L’indagine di Allianz si è concentrata su grandi (50%), piccole (21%) e medie imprese (28%). Hanno risposto alla domanda su quali fossero i rischi più importanti su aziende particolarmente conosciute gli esperti di 2.415 industrie, da 22 differenti settori di 86 Paesi. L’interruzione della supply chain è vissuto come il problema cardine nel 47% dei casi; per quanto riguarda invece il cybercrime e le catastrofi naturali, rappresentano le posizioni di rincalzo nel 38% delle risposte.
I dati riguardanti esclusivamente le medie imprese fotografati da Allianz raccontano una realtà particolare: queste aziende temono in primis l’interruzione del business, ma anche i cambiamenti dei regolamenti e nella legislazione.
Per quanto riguarda nello specifico i cyber incident (segnalati nel 32% dei casi come un top risk per le medie imprese dagli osservatori) assistiamo a una sorta di contraddizione intrinseca.
In verità, infatti, tante aziende manifatturiere ancora oggi ritengono che i propri sistemi di controllo industriale siano al sicuro.
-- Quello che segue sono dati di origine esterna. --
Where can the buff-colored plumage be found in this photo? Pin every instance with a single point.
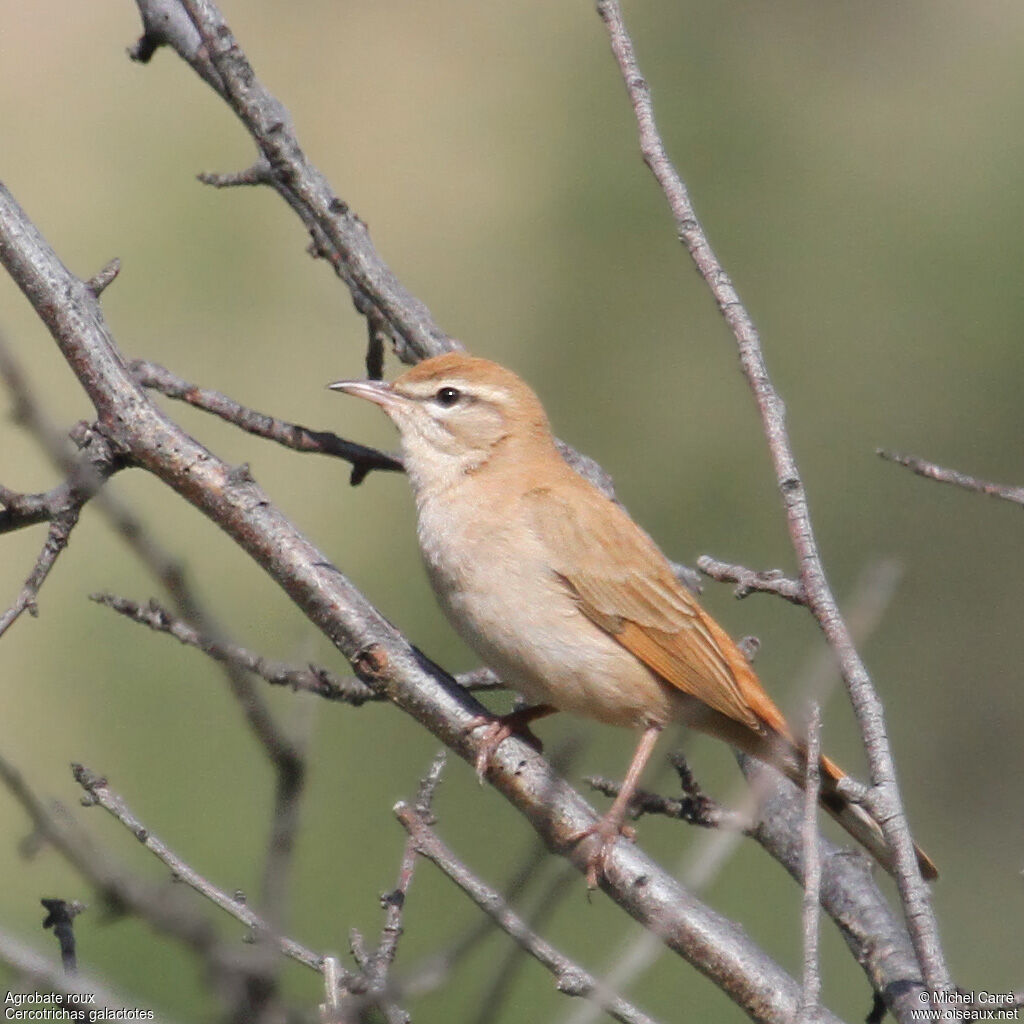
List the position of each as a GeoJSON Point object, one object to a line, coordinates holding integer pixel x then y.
{"type": "Point", "coordinates": [561, 593]}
Con una certa superficialità, si pensa che l’isolamento fisico e/o logico dalla rete dei sistemi informativi sia sufficiente per considerare quei sistemi al sicuro, magari grazie anche alla consolazione di aver adottato sistemi operativi considerati più sicuri rispetto a Windows. La verità è bene diversa.
I casi di attacco contro i sistemi di controllo industriale sono continui nel tempo e costanti. I più importanti, è vero, sono quelli diretti verso target di rilevanza nazionale e sono sponsorizzati dagli Stati, e tuttavia la diffusione del malware impatta poi anche su aziende non bersaglio, estranee all’obiettivo principale e specifico dell’attacco.
E’ superiore ai 600 miliardi di dollari il prezzo che le aziende pagano per i problemi legati alla criminalità informatica. Negli anni sono cresciute le minacce portate da alcuni Stati ad altri Paesi, attraverso la tecnologia con lo scopo di rubare dati, segreti commerciali e in ultimo di sabotare le infrastrutture.
Interviene sul tema Marco Bavazzano, Ceo di Axitea: “E’ indispensabile implementare un modello di business resilience che comprenda la gestione del cyberisk. Il modello prevede come componente fondamentale la capacità di rilevazione tempestiva degli eventi di sicurezza significativi, al fine di attuare un contrasto efficace e immediato alla propagazione per ridurre l’impatto degli incidenti”.
La difesa non deve necessariamente prevedere la presenza on-premise delle competenze necessarie, difficili da formare. E’ possibile per esempio ricorrere all’aiuto dei cosiddetti security provider, in grado di fornire prestazioni equiparabili a una sorta di security operation center as a service, con il relativo risparmio di investimenti per dotarsi di tecnologie, specializzazioni e aggiornamenti continui.